By Melissa Berman
January 10, 2021
Managing stress can be a challenge, even during so-called normal times. With our current lives being anything but normal, it is more important than ever to find ways to help find inner balance.
Think about a time when you might have been very upset about something, and a friend suggested taking some long deep breaths. Well, there’s more to that, than just friendly advice. A conscious breathing practice is, in fact, a proven way to bring lasting calm and many other health benefits.
We spoke to Dr. Richard Brown, Associate Professor of Clinical Psychiatry Columbia University of New York, about a specific breathing technique that, not only relieves stress in the moment, but actually re-sets your autonomic nervous system. Creating balance with it, delivers ¬¬proven long-lasting physical health benefits including boosting your immune system. The method Brown recommends, is called Coherent Breathing, and it is just the remedy to manage the collective, and individual stressors of life during the pandemic and beyond.
As Dr. Brown explains, the best way to understand the benefits of Coherent Breathing, is to investigate how the autonomic nervous system operates. Two different sides of our brain control it, and each is responsible for different functions, both emotionally and physically. There is the sympathetic nervous system, which resides in the side of your brain that deals with insecurities and dangers, or your fight/flight response; and the parasympathetic nervous system, on the other side, which deals with rest, digestion and feeling connected and safe. We rely on them both for survival, but often, in times of greater stress, we can become unbalanced and stuck in that fight flight side, leaving us anxious, worried, and feeling unwell. To re-set and re-balance our brains, we need to learn to drop into the parasympathetic nervous system. Coherent breathing offers a scientifically proven way to get there.
“You need a brain that takes care of dangers and looks after your safety. You also have to feel centered and taken care of,” Brown explains. With the very real dangers and insecurities we are all experiencing now, Brown notes a collective sort of PTSD, and many people are struggling to find equilibrium. With Coherent Breathing practice, he says, “The fact is, we can shift it, so we feel safe under difficult situations.”
The benefits of Coherent Breathing don’t end with improving your mental health. Brown, who is also a certified teacher in Yoga and Qigong, points out, “this type of breathing practice was first described 3000 years ago, in a Chinese Buddhist medical text on treatments using breathing for longevity.” Along with protection and relaxation, your autonomic nervous system controls major bodily functions like oxygen delivery, immunity, hormones, inflammation, more creative thinking, and energy levels. Brown adds “Breath is also the link between outside world and inner self – and connection to deeper spiritual self.” Balancing the nervous system with Coherent Breathing can, essentially, positively influence your whole being.
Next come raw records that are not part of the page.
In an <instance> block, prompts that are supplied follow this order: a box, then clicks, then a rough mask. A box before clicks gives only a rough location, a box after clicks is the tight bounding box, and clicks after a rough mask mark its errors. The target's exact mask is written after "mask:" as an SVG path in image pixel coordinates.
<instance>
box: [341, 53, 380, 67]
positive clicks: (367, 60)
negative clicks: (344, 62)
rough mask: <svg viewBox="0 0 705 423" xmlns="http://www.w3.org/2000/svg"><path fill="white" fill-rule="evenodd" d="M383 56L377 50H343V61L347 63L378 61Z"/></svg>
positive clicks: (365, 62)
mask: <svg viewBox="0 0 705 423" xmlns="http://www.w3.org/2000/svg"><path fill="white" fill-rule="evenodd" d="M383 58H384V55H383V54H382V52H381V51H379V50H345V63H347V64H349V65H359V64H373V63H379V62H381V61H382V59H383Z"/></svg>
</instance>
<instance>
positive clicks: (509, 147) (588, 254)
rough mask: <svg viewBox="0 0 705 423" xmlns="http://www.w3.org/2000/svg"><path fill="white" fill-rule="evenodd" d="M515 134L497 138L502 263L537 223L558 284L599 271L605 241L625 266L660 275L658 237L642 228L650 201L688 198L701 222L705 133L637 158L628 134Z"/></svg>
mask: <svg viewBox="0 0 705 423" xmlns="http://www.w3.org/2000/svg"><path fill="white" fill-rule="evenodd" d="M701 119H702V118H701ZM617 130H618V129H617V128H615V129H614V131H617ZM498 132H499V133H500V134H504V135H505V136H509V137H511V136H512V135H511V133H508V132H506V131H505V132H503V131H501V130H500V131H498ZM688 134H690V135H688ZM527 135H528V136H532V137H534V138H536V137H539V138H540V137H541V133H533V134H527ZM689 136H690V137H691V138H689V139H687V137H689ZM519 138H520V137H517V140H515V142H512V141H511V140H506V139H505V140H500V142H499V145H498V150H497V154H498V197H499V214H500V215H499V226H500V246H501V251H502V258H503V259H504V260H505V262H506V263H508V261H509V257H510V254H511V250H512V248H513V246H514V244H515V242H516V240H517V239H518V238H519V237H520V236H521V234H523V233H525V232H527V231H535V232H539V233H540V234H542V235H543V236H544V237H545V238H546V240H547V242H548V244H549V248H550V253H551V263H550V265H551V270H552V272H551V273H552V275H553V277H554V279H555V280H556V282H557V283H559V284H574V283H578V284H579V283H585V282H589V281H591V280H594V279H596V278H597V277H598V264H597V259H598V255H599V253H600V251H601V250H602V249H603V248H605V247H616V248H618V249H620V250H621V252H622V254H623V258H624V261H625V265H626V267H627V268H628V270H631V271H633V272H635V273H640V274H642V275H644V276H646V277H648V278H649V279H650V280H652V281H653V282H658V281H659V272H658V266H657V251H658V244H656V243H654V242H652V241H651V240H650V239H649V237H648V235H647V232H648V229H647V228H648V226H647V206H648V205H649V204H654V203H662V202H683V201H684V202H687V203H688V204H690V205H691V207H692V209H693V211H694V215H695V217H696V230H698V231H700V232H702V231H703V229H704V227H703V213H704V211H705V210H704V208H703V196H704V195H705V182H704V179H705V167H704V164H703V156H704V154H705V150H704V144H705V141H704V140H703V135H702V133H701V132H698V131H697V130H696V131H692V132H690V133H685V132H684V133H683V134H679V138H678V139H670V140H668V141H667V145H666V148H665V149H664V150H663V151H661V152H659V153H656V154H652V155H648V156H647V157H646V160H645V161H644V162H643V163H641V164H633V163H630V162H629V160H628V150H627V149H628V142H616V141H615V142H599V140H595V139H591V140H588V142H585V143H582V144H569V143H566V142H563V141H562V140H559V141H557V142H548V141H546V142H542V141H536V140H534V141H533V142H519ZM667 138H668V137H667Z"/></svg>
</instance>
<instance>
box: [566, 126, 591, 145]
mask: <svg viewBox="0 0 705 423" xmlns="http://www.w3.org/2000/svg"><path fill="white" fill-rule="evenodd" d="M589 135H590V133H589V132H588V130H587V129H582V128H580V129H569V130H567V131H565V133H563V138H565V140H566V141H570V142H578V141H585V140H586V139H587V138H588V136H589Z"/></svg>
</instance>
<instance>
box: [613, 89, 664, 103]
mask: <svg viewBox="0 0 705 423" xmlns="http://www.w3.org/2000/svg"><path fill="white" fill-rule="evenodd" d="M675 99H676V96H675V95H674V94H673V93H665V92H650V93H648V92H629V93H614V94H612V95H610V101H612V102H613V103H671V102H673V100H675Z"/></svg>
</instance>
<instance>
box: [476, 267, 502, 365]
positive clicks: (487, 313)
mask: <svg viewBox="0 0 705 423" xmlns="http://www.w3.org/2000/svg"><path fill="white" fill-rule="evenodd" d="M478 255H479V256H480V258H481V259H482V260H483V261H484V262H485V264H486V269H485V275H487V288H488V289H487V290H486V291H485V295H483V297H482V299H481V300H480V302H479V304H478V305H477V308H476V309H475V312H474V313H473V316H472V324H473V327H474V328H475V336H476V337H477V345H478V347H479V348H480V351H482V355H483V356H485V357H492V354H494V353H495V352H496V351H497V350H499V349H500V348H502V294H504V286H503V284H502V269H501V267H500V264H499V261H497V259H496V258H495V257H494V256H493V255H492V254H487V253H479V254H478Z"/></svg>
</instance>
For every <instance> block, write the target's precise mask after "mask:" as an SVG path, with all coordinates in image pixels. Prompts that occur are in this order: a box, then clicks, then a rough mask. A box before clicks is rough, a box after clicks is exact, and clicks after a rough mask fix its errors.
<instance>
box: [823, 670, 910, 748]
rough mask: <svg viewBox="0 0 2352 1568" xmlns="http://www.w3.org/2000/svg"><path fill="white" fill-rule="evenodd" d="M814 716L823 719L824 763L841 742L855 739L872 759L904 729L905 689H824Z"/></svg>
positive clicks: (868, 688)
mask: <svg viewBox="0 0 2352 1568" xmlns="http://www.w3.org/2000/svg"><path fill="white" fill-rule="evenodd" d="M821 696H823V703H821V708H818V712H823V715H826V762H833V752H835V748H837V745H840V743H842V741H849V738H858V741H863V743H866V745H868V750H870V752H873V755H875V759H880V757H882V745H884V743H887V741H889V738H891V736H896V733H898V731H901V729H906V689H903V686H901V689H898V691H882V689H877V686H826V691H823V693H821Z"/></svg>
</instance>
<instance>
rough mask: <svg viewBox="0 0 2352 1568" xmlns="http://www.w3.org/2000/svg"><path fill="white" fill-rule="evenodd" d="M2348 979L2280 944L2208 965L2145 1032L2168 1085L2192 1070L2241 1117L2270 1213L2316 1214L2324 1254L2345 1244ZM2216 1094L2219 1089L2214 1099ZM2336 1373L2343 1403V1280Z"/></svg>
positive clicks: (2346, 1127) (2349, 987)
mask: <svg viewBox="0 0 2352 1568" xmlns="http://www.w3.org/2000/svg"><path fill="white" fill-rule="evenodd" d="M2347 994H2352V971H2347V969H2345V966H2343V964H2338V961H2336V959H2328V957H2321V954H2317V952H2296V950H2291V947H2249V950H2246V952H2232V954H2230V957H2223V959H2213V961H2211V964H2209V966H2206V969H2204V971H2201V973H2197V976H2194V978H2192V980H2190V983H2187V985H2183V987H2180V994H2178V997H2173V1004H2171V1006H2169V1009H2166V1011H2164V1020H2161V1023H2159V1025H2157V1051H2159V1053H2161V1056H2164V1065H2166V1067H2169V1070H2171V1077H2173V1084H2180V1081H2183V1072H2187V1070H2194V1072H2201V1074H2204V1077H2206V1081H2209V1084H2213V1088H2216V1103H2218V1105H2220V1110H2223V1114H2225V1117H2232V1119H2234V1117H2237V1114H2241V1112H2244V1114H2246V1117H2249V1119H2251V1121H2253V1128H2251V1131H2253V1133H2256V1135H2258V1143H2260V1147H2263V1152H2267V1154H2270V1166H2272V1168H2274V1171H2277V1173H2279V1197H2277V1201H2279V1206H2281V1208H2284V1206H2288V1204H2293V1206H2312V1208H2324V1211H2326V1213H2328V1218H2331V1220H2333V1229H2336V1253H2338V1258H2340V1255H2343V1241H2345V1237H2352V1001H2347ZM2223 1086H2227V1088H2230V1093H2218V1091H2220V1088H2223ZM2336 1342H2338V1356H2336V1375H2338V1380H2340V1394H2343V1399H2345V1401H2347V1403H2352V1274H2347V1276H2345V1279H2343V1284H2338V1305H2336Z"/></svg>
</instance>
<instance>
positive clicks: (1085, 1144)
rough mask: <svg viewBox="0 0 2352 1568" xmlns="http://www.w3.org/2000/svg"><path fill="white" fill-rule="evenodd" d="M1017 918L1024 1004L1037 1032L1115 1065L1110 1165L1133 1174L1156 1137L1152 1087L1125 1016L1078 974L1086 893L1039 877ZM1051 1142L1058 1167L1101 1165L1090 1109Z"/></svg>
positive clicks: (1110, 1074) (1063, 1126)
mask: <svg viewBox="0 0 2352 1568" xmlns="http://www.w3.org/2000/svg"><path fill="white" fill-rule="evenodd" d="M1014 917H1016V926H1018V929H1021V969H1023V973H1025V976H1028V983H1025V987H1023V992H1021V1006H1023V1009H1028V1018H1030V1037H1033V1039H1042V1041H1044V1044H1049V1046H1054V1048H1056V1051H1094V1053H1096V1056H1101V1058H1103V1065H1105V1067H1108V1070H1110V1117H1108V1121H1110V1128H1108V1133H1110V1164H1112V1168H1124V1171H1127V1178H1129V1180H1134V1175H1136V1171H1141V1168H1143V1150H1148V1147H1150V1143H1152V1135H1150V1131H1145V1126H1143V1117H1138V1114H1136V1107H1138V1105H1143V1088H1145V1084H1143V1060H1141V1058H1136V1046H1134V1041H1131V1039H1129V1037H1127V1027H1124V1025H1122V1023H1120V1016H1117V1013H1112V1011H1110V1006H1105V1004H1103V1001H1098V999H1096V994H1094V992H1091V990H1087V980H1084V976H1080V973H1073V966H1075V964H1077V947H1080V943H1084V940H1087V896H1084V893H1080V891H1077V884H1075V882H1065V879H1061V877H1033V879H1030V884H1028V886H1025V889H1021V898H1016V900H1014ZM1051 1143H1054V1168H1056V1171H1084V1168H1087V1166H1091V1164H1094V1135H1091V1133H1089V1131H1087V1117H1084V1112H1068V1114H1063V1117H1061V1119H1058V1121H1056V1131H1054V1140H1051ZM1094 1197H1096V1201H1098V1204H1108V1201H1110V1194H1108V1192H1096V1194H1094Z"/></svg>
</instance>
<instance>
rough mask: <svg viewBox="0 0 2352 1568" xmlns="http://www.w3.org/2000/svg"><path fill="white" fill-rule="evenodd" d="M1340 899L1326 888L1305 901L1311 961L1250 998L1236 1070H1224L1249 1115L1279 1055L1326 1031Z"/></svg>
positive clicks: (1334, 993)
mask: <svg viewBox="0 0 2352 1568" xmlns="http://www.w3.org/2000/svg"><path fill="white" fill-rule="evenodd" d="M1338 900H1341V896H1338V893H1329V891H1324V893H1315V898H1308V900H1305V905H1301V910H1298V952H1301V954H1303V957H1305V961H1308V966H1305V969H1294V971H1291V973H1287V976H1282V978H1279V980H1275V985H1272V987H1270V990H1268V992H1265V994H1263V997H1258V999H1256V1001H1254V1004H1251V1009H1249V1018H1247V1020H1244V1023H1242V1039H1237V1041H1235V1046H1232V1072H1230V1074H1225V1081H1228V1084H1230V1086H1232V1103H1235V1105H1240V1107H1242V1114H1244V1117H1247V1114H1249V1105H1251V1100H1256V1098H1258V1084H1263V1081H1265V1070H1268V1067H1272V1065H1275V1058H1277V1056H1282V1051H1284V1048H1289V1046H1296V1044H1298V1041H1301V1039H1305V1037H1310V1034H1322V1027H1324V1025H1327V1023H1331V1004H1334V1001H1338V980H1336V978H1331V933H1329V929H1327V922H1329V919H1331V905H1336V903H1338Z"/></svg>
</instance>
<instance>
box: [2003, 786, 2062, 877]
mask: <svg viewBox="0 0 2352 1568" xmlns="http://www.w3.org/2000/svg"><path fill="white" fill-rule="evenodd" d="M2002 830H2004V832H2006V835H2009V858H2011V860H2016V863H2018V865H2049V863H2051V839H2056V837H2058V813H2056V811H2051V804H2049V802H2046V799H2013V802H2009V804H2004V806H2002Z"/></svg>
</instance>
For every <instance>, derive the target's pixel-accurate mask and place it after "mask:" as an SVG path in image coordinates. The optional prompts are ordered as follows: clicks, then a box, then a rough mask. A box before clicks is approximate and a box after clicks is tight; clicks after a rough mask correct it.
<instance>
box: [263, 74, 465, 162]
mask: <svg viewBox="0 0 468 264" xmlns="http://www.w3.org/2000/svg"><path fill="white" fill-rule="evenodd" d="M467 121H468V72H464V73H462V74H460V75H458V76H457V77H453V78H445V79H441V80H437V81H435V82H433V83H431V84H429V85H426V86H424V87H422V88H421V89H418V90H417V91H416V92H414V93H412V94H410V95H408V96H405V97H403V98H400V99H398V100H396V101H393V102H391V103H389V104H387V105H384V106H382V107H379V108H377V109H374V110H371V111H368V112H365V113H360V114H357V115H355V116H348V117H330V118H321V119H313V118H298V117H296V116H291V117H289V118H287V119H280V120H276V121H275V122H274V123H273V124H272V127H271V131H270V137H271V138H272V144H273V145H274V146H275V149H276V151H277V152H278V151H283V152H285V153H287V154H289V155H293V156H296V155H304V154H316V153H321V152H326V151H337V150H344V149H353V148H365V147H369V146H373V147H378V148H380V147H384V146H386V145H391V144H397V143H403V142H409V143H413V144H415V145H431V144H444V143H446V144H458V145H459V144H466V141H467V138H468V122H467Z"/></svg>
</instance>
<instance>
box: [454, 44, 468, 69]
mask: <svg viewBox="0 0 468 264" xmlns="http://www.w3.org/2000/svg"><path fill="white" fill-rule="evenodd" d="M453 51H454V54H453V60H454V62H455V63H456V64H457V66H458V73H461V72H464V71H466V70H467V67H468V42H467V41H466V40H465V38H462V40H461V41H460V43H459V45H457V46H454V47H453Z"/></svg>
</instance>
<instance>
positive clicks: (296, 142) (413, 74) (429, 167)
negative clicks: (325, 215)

So, what is the magic formula to reap all these benefits?
Coherent Breathing is based on deep, steady breathing techniques, in and out of the nose, at a rate of 5 breaths per minute. This rate has been scientifically tested to be the sweet spot in breathing rhythms, where the two branches of your brain become optimal together. Brown uses a recorded gong at intervals, that correspond to this rate, to train people. The breathing is best done lying down, with legs and feet elevated, but can also be done sitting or lying flat. While it’s a simple practice, once you understand it, he recommends instruction at first, to be sure you are doing it properly. His book, written in collaboration with his wife, Dr. Patricia Gerbarg, also a clinical psychiatrist and professor, is called The Healing Power of Breath. It offers instruction, information about the science behind coherent breathing, and a useful audio link or CD, narrated by Brown, with a timed gong track. Brown suggests 20 minutes of breathing exercises, twice a day, for the first 3 months if you are highly stressed, or have PTSD, after which, you reduce to once a day. For the rest of us, a consistent 20 minutes, once a day, is recommended.
The results are long lasting. Over time, your brain will learn to balance itself between the two sides of the nervous system, and your body’s response to stress will be better managed. Brown adds, “When both sides of the autonomic nervous system are engaged, and working together, it creates optimal function in all of our systems.” After 4-6 weeks of consistent practice, you can expect to notice a difference. The biggest changes come over 3-9 months. The practice is beneficial to anyone 8 years old and over, making it a productive and healthy activity for families to do together.
Brown’s website also offers workshops, now available as webinars, as well as online practice sessions you can sign up for, with a number of teachers he has trained.
As we continue to move through these uncharted times; we can literally, and figuratively breathe a bit easier with this simple, yet powerful practice.